(PhysOrg.com) -- Another crippling financial crisis looms unless the U.S. government thaws credit markets that are starting to freeze up amid a lingering and deepening recession, a University of Illinois economist warns.
Anne Villamil says signs of a renewed financial crisis already have emerged, including tighter lending as financial institutions brace for surging unemployment that will leave people unable to repay mortgages, credit card bills and other debt.
“Defaults will lead to more losses at financial institutions and potentially a return of the financial crisis,” she said. “Since U.S. debt is also held abroad, renewed financial turmoil also could lead other countries to reduce their exposure to U.S. debt, which would drive up U.S. interest rates, lead to exchange-rate swings and further worsen the U.S. economy.”
Villamil says President Obama is trying to jump start the sagging economy and ward off another financial meltdown through a proposed stimulus plan that includes $825 billion in tax cuts and new spending to create jobs.
But she says the new administration has yet to lay out a specific plan to stabilize the financial system, unlike Great Britain, which recently adopted measures to kick-start lending and quell concerns about the health of the nation’s banks.
In the U.S., Villamil says likely solutions are bank recapitalizations, potentially including government ownership; government acquisition of “toxic debt”; and federal assistance to homeowners, small businesses and displaced workers to prevent default.
Insolvent banks are a serious threat to the nation’s economy, already mired in its deepest downturn since the Great Depression, she said.
Troubled financial institutions may not provide consumer and business loans that are essential for commerce, Villamil said.

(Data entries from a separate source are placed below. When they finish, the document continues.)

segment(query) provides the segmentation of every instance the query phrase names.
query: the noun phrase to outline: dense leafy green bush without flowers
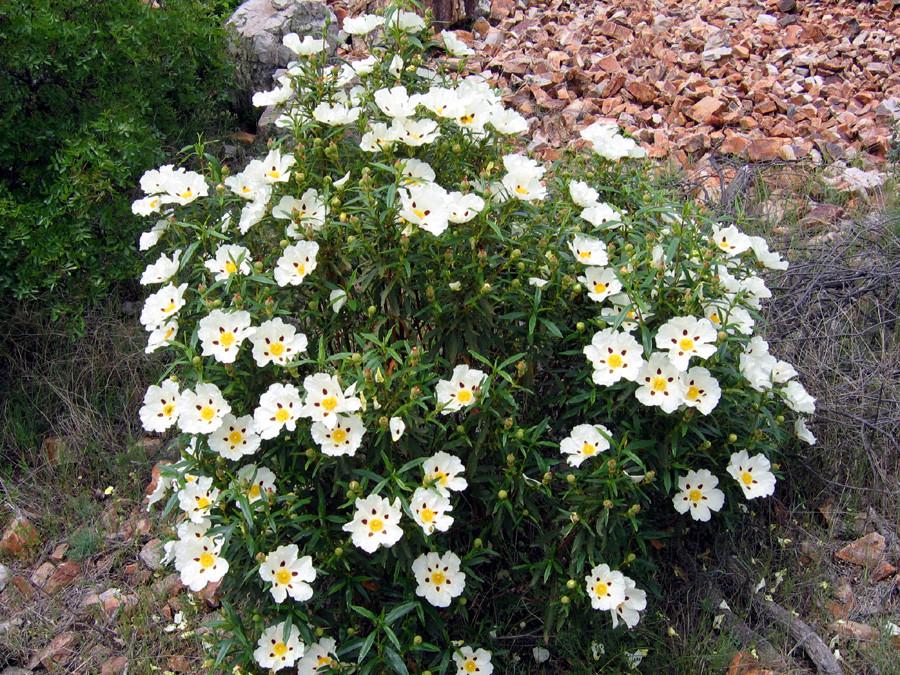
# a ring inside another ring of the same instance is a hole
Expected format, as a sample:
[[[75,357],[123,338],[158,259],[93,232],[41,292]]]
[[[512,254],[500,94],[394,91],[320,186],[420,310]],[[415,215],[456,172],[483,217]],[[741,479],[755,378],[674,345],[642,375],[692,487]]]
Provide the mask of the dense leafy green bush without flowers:
[[[200,0],[0,3],[0,294],[78,315],[132,278],[126,191],[217,128],[230,73]]]

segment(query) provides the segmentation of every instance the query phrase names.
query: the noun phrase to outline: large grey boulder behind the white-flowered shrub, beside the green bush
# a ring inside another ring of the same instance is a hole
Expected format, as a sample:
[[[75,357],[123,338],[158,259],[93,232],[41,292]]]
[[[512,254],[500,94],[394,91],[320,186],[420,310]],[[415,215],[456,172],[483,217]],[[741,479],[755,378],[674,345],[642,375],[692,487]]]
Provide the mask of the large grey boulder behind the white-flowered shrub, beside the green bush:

Alternatively, imprudent loans could be made that effectively gamble bank funds at taxpayer risk in hopes of returning banks to profitability.

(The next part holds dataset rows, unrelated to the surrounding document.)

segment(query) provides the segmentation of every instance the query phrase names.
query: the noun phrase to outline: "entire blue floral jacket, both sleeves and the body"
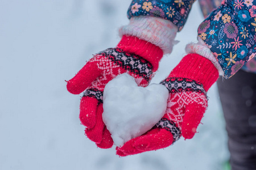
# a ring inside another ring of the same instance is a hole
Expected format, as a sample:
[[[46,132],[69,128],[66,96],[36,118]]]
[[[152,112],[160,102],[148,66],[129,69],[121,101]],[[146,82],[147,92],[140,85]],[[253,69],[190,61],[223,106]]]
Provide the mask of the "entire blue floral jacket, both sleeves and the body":
[[[195,0],[133,0],[127,14],[129,18],[151,15],[167,19],[181,31],[193,2]],[[230,78],[242,67],[256,73],[256,60],[252,59],[256,55],[256,0],[199,2],[203,14],[209,15],[199,25],[198,35],[220,63],[224,77]]]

“Government intervention to address the financial crisis is essential because the government is the only agency that is big and patient enough to address the problem,” she said.
Villamil studies financial contracts and the impact of inflation on public finance. She is co-editor of the Annals of Finance and an associate editor of Economic Theory, the European Economic Review, and the Quarterly Review of Economics and Finance.